2017年、警視庁は臨海区に分庁舎を建設した。その分庁舎に唯一新設された部門、刑事部捜査第4課特殊班に彼女は籍を置いていた。班の任務は潜入捜査。今度のターゲットは、近年国内外に広く出回っている依存性の強い麻薬、ブラックボールの製造元の割り出し。そのために彼女は櫟涼子としてブラックボールの流通元・CMPへと潜入捜査を開始する。

光文社だから、新宿鮫シリーズかと思っていたのですが・・・違いましたね。でもふふふなのです。多分これには新宿鮫こと鮫島が出ているのです。と私が勝手に思っているだけで、違うかもしれないのですが。
さて、内容ですが、犯罪組織に潜入した女性捜査官が、組織の中のスパイを捜しながら、元々の任務である製造元を割り出そうとするハードボイルド。潜入がばれるか、ばれないかという緊張感よりも、深く信頼関係を得てしまった犯罪組織の人間とのやり取りが切ないお話。これってシリーズになるのでしょうか。というか、上に書いたことを証明するためにも、是非続きを書いてもらわねばならないのですが・・・(^^)。

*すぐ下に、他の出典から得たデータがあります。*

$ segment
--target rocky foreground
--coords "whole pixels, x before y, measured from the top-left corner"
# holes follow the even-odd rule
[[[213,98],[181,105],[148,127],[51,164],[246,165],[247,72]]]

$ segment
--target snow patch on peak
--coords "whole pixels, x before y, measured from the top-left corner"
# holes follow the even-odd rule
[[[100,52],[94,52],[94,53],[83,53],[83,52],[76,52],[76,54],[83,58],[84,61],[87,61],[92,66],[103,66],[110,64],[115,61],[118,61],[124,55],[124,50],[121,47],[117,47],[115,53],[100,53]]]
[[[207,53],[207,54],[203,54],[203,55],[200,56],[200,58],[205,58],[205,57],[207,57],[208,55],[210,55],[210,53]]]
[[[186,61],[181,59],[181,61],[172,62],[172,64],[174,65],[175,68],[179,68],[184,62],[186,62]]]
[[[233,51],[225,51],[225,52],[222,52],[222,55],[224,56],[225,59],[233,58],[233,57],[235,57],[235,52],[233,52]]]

あ、この本の続編はゲームソフトになるそうです。というか、ゲームソフトが先にあって、このキャラクターが出来たらしいです。でもなんとあのドリームキャスト用ゲームソフト(T_T)。なんでプレステじゃないの?!でもこのソフトのためだけに、ドリームキャストは買えません。発売元のソフト会社さん、お願いですからプレステに移植してください。プレステ2も出ることですし・・・。